Mark Morton of Lamb of God reveals the heavy influences behind “Into Oblivion”

Author Benedetta Baldin - 21.2.2026

Mark Morton, the guitarist for Lamb Of God, discussed the band’s impending tenth studio album, “Into Oblivion,” which will be released on March 13 on Epic, in a recent interview with Craig Reynolds, the drummer for Stray From The Path, on The Downbeat Podcast, as per Blabbermouth. When asked if he and his bandmates intentionally chose to revive parts of Lamb Of God’s previous sound on the new album, Mark responded as follows.

So I’ll tell you, and we all come into these things with our own perspective and mindset. Lamb Of God is very collaborative, and there’s no meeting before we get going about what our premise is gonna be or anything like that. But I do think collectively we were having conversations about, ‘Well, what is it that we’ve gotten away from?’ Not because anything was necessarily wrong, because some of the more recent work we were feel really excited about — ‘Ditch’ is a monster, from the last album; we play that almost every night. And ‘Resurrection Man’ — those are all new songs that are big in the live show and we’re into. ‘Memento Mori’ was massive. But it’s, like. what have we gotten away from that was really at the genesis of this thing that was really the cornerstones that we built it on?

So two things happened for me. And I don’t remember exactly where we were in the writing process, but we did a tour that was the ‘Ashes Of The Wake’ 20-year tour. So that had us, and me, going into those songs and learning them inside out. Some of those songs — I think a couple of the songs we’d never played live. I don’t know the stats on that, but certainly most of them we hadn’t played in a long time. So I was digging into those songs. So when you learn something like that and rehearse it so much, you start to understand the patterns that you’re not really… ‘Oh, I don’t really do that move anymore.’ You know what I mean? ‘But I’m doing it now ’cause I’m learning this thing that’s 20 years old.’ And kind of jumping off of that, I also — rather than go back and listen to ‘[As The] Palaces [Burn]’ or go listen to ‘[New American] Gospel’, which I’ve listened to this records from time to time, just [for] nostalgic [reasons]… So, for me, I decided to kind of start going back to the music that I was listening to when we wrote those records. So I started going back and listening to The Haunted and to At The Gates and to early Meshuggah and all that kind of Swedish stuff that I was so excited about at that point in time. That The Haunted ‘Made Me Do It’ record, I was burning that thing down. It’s so good. And ‘Slaughter Of The Soul’ [by] At The Gates, that’s just an absolute classic record. So [I was] just kind of going back there and re-tapping back into my excitement around those bodies of work and then allowing that to inspire what I was doing when I was picking up the guitar again.

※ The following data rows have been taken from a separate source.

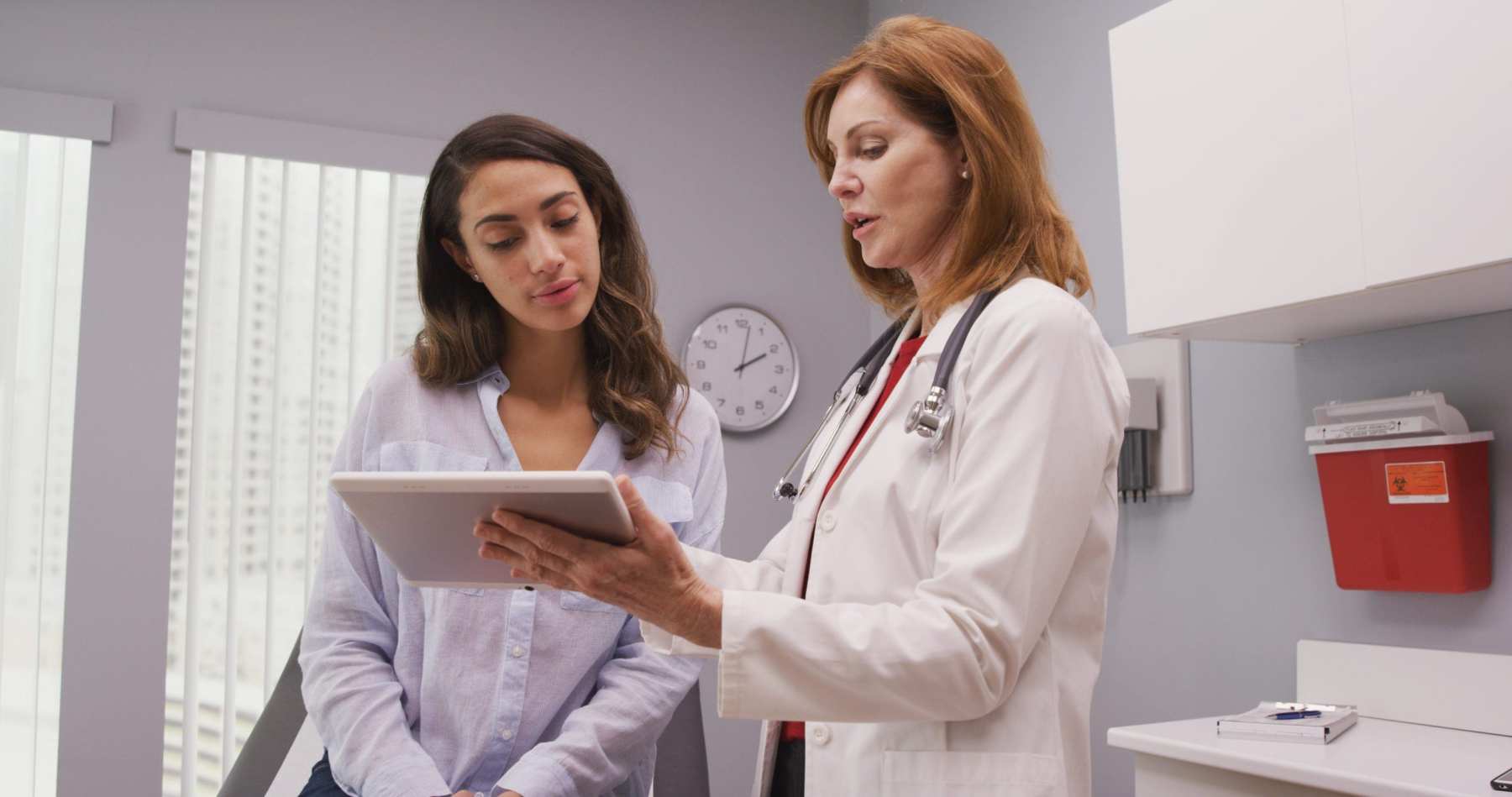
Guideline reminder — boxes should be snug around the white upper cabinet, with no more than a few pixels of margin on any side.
[1108,0,1365,333]
[1344,0,1512,285]
[1108,0,1512,342]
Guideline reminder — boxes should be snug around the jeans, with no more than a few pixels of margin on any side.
[768,740,803,797]
[299,753,346,797]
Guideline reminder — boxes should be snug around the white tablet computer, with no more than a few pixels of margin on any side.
[331,470,635,587]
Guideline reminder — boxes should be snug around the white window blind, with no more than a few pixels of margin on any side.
[163,151,425,795]
[0,132,91,797]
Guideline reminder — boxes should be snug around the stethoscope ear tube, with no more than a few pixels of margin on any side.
[773,317,909,501]
[773,287,1002,501]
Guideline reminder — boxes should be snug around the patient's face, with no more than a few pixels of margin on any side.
[446,160,599,331]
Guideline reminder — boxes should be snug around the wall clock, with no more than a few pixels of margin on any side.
[682,304,798,431]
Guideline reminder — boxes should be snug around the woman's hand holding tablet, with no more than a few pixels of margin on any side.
[331,470,635,588]
[473,476,724,648]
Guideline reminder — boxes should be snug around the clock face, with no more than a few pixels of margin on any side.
[682,306,798,431]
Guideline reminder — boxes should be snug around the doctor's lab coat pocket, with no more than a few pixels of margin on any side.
[378,440,486,597]
[561,476,692,611]
[881,750,1064,797]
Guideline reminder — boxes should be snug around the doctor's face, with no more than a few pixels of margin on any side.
[827,71,964,285]
[443,160,599,331]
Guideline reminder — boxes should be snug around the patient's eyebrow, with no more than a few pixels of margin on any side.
[473,191,578,230]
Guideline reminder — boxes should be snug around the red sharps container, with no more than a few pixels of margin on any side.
[1306,391,1493,593]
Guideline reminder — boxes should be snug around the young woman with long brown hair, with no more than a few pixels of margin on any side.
[299,117,724,797]
[480,17,1128,797]
[478,17,1128,797]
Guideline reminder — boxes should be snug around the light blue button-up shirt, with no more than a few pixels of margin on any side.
[299,357,726,797]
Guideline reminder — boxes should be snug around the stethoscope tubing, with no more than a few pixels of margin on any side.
[773,287,1001,501]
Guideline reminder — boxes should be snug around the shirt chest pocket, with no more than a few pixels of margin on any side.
[561,476,692,612]
[378,440,488,597]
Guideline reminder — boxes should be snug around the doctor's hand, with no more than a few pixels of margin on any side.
[473,476,724,648]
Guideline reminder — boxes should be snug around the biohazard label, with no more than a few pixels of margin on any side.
[1387,461,1448,504]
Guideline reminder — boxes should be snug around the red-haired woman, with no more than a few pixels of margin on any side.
[478,17,1128,797]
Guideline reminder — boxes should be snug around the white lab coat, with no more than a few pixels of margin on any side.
[643,278,1130,797]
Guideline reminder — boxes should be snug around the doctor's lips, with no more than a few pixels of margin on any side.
[531,280,582,306]
[845,210,881,238]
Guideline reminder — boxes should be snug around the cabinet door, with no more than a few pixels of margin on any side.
[1108,0,1364,333]
[1344,0,1512,285]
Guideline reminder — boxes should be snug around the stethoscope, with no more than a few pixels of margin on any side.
[773,289,1000,501]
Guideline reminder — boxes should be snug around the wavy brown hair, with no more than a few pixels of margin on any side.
[803,15,1092,316]
[412,115,688,459]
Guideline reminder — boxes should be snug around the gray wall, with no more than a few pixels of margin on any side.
[0,0,868,797]
[869,0,1512,795]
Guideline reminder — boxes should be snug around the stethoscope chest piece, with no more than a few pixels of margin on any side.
[773,287,1001,501]
[903,387,953,454]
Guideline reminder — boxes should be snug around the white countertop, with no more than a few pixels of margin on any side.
[1108,717,1512,797]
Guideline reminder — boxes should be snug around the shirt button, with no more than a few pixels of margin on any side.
[809,723,830,747]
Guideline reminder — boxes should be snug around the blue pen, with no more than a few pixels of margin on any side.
[1266,710,1323,720]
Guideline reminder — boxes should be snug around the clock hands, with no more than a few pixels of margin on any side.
[735,323,759,380]
[735,353,767,376]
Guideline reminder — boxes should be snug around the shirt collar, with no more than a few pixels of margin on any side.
[457,363,510,389]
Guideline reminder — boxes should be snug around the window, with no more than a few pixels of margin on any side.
[163,149,425,795]
[0,132,91,795]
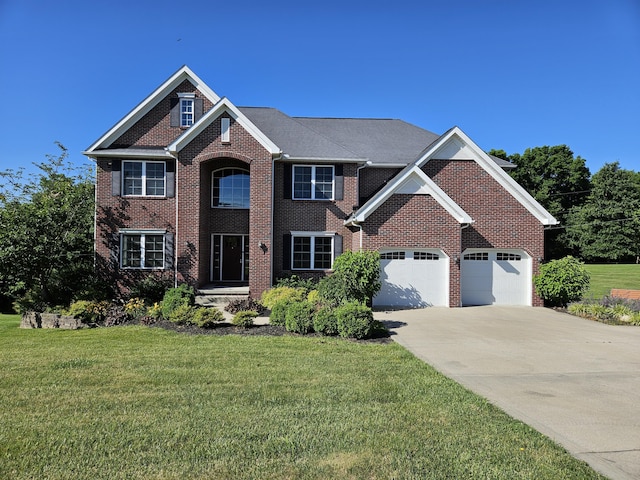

Mark went into further detail about how Swedish experimental extreme metal band Meshuggah has inspired him.

‘Destroy Erase Improve’, that’s one of my favorite metal records, for sure. Some of the stuff, they get so abstract that I don’t… I’m probably impatient as a listener for some of the stuff that they’ve evolved into. And that’s not a criticism. It just means for me, the sort of essence of the basic groove that ‘Destroy Erase Improve’ has, that weird groove with an extra angle but it still grooves, that was a big influence.

Morton also discussed the accomplishments of Art Cruz, the drummer for Lamb Of God, who officially replaced Chris Adler seven years ago. Before joining Lamb Of God as their new drummer in July 2019, Cruz, who had previously performed with Prong and Winds Of Plague, covered for Adler on a number of the band’s concerts. Mark responded as follows when asked if Cruz “felt more comfortable to spread his wings” this time around as opposed to on 2020’s self-titled effort and 2022’s “Omens.”

I think he felt more comfortable. This is Art’s third record So, the self-titled record, I think there was probably a little bit of more intense focus on the drum parts, just because we had such a large body of work with Chris, and that sound, it’s the Lamb Of God sound. So to change drummers and have the drums be drastically different didn’t feel — it didn’t feel right for us, it didn’t feel fair to anybody, including the listeners.

The beauty of Art being our drummer is he is such a big fan of the body of work of Lamb Of God, and that’s become a resource for us when we’re songwriting, because we can get a perspective from Art that we don’t have ourselves. He can say things like, ‘Well, Lamb Of God in 2009 would’ve done this.’ And we trust that perspective, because we know how important the band’s music was to him coming up and how formative it was for him. So he’s in a unique position to be able to honor that sound and also run with it, which he has done. So I think on the self-titled record, the drums were treated a little more conservative in terms of making big sweeping changes stylistically. And then over the course of the ‘Omens’ record and now ‘Into Oblivion’, you see that sort of evolving, as it should.